Pour les Forces de défense et de sécurité gabonaises qui venaient de s’emparer des leviers de l’Etat, ce fut la meilleure façon l’Etat de droit dont avaient tant besoin les populations et par conséquent de redonner sa dignité à l’homme gabonais, cependant que pour la famille endeuillée s’annonçait une série noire
Alors qu’une nouvelle constitution vient d’être adoptée dans le pays, après qu’il a été, dit-on, « libéré », et que l’article 17 de ladite constitution énonce : « tout citoyen a le droit d’aller et venir librement à l’intérieur du territoire de la république gabonaise, d’en sortir et d’y revenir, le droit de fixer librement son domicile et sa résidence en un lieu quelconque du territoire national et le droit de bénéficier de la protection et de l’assistance de l’Etat s’il réside ou séjourne à l’étranger », voilà qu’un couvre-feu a été maintenu sans la moindre explication. Ce qui permis à certains hommes en treillis de se défouler avec zèle sur de paisibles citoyens sous prétexte qu’ils auraient violé l’heure prévue de début dudit couvre- feu. Au lieu de les maintenir sur place comme cela avait été dit, on les a chargés dans des Berlier pour aller leur faire subir de pires humiliations. Les images diffusées à travers des réseaux sociaux parlent d’elles- mêmes. Des images indignes d’un pays que l’on dit « libéré » de la dictature. Comme quoi, une dictature peut cacher une autre !
Et comme si cela ne suffisait pas, voici survenu un autre meurtre suite à des tortures, celui de l’officier Johan Bounda, le 21 décembre dernier dans les geôles de la Contre-ingérences militaire, plus connue sous le nom de B2. Pourquoi et dans quelles circonstances est mort ce jeune officier ? L’opinion attend les conclusions d’une enquête ouverte tardivement et annoncée par les autorités militaires, alors que les réseaux sociaux s’étaient déjà emparés de ce scandale.

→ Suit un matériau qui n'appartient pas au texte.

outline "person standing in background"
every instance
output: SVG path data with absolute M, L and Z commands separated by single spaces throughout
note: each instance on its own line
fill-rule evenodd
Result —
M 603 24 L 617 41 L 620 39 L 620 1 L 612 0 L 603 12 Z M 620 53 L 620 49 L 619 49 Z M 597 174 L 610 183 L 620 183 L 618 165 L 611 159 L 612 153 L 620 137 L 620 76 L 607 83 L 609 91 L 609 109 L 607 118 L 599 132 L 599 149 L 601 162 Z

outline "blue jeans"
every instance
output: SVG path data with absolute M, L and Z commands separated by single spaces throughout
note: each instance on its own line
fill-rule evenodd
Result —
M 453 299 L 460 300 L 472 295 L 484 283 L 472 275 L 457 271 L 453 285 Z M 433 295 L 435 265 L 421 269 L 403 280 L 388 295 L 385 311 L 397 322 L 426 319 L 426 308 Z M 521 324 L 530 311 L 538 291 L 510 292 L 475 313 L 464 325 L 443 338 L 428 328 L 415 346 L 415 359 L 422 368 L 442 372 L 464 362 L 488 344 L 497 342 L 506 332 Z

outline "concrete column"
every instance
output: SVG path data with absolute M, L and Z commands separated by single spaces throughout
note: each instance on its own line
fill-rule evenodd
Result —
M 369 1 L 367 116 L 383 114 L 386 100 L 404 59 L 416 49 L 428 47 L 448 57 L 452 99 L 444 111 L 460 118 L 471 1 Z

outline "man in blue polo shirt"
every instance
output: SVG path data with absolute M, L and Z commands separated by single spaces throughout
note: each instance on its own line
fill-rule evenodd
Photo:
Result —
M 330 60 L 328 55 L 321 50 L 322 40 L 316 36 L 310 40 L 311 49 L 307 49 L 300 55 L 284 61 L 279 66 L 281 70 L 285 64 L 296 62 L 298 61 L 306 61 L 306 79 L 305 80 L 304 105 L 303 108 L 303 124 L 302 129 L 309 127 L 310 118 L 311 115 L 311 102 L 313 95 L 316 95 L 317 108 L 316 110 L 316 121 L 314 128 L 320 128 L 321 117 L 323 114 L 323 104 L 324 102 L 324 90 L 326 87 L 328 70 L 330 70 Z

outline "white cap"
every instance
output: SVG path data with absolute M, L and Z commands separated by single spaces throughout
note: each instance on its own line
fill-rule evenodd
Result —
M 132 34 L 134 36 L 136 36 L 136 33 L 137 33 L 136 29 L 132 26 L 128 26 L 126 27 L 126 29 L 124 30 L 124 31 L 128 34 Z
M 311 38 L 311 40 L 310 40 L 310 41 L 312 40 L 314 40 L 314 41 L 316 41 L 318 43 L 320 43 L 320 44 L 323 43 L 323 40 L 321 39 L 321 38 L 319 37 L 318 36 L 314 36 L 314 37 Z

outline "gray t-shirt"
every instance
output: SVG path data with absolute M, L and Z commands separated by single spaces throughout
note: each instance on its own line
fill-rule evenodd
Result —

Un de plus qui arrache la vie à une jeune gabonais, dans la fleur de l’âge. Du côté de la grande muette, cela commence à fuiter. Des noms sont cités. Deux Généraux sont indexés. Des lieutenants et autres sous-officiers sont cités et dit-on interpellés. Ne pouvant être juge et partie l’enquête ; informe –t-on a été retirée à la Contre-ingérence militaire et confiée à la Direction Générale des Recherches et la Direction Générale des Services Spéciaux. Et cela sent le roussi du côté de la grande muette qui se croyait déjà tout permis, immunisée d’avoir « libéré » le Gabon et d’avoir bénéficier de ce fait d’une amnistie. Curieux non !
Dans la sagesse des peuples des forêts et des savanes, il est dit quiconque voudrait savoir dans quelle position se couche l’antilope en brousse, il n’y a qu’à observer la position du mouton dans la bassecour. Les faits ci-dessus relatés n’annonce rien de rassurant pour l’avenir si jamais les militaires se maintiennent au pouvoir au-delà de la Transition.